Data: The Most Useful Statistics for Troubleshooting Tanzu GemFire Deployments

Introduction

Each member of the Tanzu GemFire DistributedSystem produces a variety of statistics including ones in these categories:

Operating System
Java Virtual Machine (JVM)
JVM heap memory
JVM garbage collection
Peer to peer requests
Client to server requests
Cache performance

If the statistic-sampling-enabled property is set to true, then the statistics are periodically written to an archive file configured by the statistic-archive-file property. The main way to view the file is to use the Visual Statistics Display (vsd) tool. See the documentation here for additional details on producing the statistics file. See the documentation here for additional details on vsd.

Some of these statistics are helpful in troubleshooting most issues; some are more obscure and only apply to narrow situations.

This article describes the statistics that are most useful when troubleshooting issues, and in some cases, relationships between the statistics.

Most Useful Statistics

All of the statistics are grouped into categories. The most useful categories are listed below. The most important statistics in each category are described in the following sections.

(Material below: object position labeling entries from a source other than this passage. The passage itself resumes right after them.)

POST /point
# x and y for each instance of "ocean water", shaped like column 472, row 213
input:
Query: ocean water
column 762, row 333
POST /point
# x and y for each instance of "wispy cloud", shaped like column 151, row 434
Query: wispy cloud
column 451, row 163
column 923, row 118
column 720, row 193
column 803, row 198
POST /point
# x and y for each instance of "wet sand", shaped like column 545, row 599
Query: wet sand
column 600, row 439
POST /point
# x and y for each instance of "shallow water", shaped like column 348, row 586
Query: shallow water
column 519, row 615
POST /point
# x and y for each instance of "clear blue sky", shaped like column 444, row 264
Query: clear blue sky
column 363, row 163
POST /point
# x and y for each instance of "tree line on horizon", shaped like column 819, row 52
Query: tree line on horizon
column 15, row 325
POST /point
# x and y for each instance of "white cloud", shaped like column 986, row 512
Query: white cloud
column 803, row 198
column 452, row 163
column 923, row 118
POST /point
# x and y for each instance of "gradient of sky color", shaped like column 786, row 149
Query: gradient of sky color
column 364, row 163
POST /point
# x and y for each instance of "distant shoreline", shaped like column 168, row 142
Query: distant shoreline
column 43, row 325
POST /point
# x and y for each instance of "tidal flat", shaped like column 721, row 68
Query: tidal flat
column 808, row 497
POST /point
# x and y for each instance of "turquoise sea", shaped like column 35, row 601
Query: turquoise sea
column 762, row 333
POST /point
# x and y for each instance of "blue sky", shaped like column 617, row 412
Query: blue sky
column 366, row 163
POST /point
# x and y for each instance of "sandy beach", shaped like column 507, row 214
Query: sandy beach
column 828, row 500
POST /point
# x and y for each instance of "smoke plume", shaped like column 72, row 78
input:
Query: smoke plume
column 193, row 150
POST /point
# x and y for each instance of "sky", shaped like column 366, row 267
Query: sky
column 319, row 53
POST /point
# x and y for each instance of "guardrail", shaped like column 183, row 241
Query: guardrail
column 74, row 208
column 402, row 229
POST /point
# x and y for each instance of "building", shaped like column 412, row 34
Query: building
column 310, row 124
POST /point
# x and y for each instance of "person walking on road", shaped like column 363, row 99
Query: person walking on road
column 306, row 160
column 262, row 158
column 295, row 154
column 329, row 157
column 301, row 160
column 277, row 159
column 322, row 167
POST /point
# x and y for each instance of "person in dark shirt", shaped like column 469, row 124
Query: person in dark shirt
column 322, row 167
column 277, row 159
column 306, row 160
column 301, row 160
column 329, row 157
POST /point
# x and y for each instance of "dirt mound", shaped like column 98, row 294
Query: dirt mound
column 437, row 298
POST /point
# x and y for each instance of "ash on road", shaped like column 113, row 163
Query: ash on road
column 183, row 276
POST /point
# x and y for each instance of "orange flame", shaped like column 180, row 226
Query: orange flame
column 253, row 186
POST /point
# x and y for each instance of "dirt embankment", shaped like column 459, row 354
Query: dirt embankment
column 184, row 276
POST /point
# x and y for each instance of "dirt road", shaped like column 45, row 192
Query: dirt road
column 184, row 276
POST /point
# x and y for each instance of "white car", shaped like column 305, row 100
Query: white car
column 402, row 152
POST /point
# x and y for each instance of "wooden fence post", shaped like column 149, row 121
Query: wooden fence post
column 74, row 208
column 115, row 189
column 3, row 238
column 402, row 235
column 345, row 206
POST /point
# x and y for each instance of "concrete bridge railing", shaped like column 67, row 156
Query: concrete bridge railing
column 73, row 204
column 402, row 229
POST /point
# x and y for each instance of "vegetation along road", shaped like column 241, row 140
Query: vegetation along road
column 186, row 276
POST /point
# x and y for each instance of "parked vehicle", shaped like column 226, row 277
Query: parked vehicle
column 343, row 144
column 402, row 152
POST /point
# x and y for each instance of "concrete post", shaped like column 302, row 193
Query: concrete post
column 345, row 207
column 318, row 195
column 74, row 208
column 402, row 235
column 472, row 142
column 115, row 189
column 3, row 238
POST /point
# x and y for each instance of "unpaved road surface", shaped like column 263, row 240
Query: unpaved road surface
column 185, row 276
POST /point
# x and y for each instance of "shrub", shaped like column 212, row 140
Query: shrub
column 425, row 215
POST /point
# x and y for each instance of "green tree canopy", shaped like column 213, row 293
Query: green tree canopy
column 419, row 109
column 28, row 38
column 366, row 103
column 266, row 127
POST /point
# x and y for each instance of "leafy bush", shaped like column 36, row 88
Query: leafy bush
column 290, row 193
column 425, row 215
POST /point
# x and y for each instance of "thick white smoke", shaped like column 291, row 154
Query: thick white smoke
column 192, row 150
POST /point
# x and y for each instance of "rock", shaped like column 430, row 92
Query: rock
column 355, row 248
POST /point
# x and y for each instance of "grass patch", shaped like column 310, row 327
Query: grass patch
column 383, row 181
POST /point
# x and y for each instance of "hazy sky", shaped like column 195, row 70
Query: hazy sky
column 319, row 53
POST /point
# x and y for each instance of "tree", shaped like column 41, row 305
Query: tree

VMStats — statistics for the JVM
VMMemoryPoolStats — statistics for JVM heap memory
VMGCStats — statistics for JVM garbage collection
StatSamplerStats — statistics for the statistics sampler itself
ResourceManagerStats — statistics for heap monitoring
PartitionedRegionStats — statistics for partitioned regions
LinuxSystemStats — statistics for the operating system
DistributionStats — statistics for peer to peer requests
CacheServerStats — statistics for client to server requests
CachePerfStats — statistics for cache performance

`VMStats`

The VMStats instance groups together all the statistics related to the JVM process including:

fdsOpen / fdLimit — indicate the current and maximum number of file descriptors in the JVM retrieved from the UnixOperatingSystemMXBean provided by ManagementFactory.getOperatingSystemMXBean(). If the number of open file descriptors reaches the limit, then an exception with ‘Too many open files’ will occur.
processCpuTime — indicates the processing time of the JVM CPU retrieved from UnixOperatingSystemMXBean from ManagementFactory.getOperatingSystemMXBean(). This statistic shows how much of the total host CPU (see LinuxSystemStats) is accounted for by the JVM.
threads — indicates the number of threads in the JVM retrieved from the ThreadMXBean provided by ManagementFactory.getThreadMXBean()

`VMMemoryPoolStats`

A VMMemoryPoolStats instance groups together all the statistics related to a java heap memory space. Examples include CMS Old Gen, Par Eden Space, G1 Eden Space and G1 Old Gen. One is created for each of the MemoryPoolMXBeans provided by ManagementFactory.getMemoryPoolMXBeans().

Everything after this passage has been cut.